O procedimento em comento deve ser pautado pelo respeito às normas constitucionais e infraconstitucionais que o regem e o limitam. Em que pese inquisitivo por natureza e por definição, a produção de provas no seu curso deve observar as limitações impostas pelo respeito aos direitos e garantias individuais grafados com pena de ouro na Lex Legum e à forma de produção determinada pelo CPP e pela legislação processual penal extravagante.
Qualquer ação do Estado-investigação que fuja desse norte pode e deve ser entendida como ilegal e a prova dela resultante deverá ser tida como ilícita ou ilegítima (caso a violação atinja direitos individuais ou a forma prescrita para produção da prova, respectivamente). É o que prescreve o artigo 5º, LVI, da CF, corroborado pelo artigo 157, do CPP.
O destino da prova reputada ilícita é informado pela cabeça do citado artigo 157, do CPP, e pelo seu § 3º: desentranhamento do processo e posterior inutilização.

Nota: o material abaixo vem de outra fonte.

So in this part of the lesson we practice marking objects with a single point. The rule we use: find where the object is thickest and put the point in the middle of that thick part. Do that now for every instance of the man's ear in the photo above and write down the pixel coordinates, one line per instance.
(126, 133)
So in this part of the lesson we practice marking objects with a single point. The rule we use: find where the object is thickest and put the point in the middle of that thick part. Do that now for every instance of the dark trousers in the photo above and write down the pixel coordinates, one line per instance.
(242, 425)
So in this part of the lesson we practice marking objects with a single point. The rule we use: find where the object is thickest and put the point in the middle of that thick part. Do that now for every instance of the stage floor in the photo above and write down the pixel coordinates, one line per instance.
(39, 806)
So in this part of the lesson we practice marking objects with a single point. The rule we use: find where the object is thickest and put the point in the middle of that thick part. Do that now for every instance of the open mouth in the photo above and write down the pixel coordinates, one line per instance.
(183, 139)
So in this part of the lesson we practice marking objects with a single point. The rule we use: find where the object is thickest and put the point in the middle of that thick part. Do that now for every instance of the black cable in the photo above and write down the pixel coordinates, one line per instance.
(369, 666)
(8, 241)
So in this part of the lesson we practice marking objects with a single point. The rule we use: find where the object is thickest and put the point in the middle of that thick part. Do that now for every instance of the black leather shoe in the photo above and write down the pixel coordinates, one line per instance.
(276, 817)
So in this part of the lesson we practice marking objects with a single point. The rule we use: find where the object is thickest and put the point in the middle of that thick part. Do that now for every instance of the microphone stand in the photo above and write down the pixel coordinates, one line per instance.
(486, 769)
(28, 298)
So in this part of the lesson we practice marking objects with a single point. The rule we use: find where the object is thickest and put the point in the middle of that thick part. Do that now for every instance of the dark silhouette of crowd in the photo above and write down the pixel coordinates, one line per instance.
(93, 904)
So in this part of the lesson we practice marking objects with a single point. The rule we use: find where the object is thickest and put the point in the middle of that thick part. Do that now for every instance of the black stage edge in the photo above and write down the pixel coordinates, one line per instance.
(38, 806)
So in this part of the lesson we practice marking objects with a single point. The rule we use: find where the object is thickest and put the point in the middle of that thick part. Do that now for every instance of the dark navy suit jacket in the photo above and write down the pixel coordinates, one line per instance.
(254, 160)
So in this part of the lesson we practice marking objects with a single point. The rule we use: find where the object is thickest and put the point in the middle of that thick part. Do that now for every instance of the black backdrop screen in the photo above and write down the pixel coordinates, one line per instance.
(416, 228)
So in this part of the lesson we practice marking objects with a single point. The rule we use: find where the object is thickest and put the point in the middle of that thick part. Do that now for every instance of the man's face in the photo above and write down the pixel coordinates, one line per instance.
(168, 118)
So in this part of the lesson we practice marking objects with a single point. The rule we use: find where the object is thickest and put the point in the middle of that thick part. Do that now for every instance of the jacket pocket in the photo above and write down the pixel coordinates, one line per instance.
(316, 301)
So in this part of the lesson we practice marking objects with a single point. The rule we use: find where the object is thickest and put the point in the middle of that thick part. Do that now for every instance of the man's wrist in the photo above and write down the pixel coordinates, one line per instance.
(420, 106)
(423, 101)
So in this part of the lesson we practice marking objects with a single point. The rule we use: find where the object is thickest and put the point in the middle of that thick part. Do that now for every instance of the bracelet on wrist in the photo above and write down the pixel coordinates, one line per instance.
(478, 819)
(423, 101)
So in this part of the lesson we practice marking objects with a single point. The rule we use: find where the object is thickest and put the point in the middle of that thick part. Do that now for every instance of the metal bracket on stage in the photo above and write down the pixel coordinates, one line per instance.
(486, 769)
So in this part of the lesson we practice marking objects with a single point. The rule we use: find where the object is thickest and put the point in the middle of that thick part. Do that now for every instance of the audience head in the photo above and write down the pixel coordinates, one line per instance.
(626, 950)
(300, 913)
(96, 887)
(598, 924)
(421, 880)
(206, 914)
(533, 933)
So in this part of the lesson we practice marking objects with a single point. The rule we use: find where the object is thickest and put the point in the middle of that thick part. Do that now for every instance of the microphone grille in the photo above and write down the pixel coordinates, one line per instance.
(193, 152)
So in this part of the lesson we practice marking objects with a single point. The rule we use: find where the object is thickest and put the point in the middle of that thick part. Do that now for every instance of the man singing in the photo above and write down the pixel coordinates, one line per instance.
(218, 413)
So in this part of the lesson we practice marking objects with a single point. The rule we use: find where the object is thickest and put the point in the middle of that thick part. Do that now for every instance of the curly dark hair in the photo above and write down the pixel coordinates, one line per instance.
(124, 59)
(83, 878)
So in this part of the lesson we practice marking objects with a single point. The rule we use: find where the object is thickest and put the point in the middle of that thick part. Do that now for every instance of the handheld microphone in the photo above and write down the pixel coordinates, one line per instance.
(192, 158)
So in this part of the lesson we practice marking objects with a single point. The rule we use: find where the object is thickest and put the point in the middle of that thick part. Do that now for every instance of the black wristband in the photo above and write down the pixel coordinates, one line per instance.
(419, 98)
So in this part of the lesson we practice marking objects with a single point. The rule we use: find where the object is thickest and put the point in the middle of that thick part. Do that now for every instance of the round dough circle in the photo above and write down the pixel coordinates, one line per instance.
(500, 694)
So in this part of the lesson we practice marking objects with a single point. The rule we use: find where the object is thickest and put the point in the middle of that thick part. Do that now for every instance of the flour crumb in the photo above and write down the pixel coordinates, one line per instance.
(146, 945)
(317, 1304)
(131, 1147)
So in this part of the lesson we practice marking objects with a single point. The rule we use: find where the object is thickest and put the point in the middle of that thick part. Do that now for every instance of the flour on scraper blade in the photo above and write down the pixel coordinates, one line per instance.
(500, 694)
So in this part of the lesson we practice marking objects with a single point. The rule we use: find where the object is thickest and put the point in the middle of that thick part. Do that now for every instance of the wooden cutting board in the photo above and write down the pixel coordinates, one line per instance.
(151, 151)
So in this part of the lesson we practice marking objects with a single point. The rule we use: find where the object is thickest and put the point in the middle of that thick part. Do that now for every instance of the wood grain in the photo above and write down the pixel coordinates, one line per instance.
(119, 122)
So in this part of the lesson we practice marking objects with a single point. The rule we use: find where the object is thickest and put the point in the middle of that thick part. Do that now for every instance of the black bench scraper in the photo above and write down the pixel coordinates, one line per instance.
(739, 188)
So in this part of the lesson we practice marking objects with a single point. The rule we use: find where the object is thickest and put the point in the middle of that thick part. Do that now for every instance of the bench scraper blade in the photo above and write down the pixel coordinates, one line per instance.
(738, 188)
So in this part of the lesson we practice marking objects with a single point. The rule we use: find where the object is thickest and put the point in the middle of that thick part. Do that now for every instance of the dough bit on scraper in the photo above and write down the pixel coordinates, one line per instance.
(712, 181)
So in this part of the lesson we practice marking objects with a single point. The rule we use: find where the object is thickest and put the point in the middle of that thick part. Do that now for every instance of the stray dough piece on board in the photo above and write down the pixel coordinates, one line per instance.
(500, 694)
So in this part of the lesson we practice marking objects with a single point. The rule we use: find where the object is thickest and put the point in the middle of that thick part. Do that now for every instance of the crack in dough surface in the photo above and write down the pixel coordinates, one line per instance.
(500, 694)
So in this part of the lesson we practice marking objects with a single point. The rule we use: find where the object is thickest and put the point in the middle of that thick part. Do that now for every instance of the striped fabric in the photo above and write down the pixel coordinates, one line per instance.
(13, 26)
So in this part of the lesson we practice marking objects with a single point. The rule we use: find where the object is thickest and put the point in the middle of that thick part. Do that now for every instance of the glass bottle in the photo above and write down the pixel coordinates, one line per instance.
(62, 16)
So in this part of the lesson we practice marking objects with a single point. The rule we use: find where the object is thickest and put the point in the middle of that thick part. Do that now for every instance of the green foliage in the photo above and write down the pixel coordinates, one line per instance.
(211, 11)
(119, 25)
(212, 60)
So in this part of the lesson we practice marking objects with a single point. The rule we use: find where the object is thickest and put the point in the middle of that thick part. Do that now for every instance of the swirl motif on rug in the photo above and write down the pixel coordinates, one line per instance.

Feito esse breve intróito, cumpre-nos analisar dois casos pontuais, ambos julgados pelo Superior Tribunal de Justiça, com o fito de alertar para o perigoso superdimensionamento dos direitos individuais em detrimento do interesse de toda sociedade em ver responsabilizados os autores do crime, tudo com vistas a evitar a temida sensação de impunidade hoje tão presente, e que se mostra como uma das perniciosas molas propulsoras do delito.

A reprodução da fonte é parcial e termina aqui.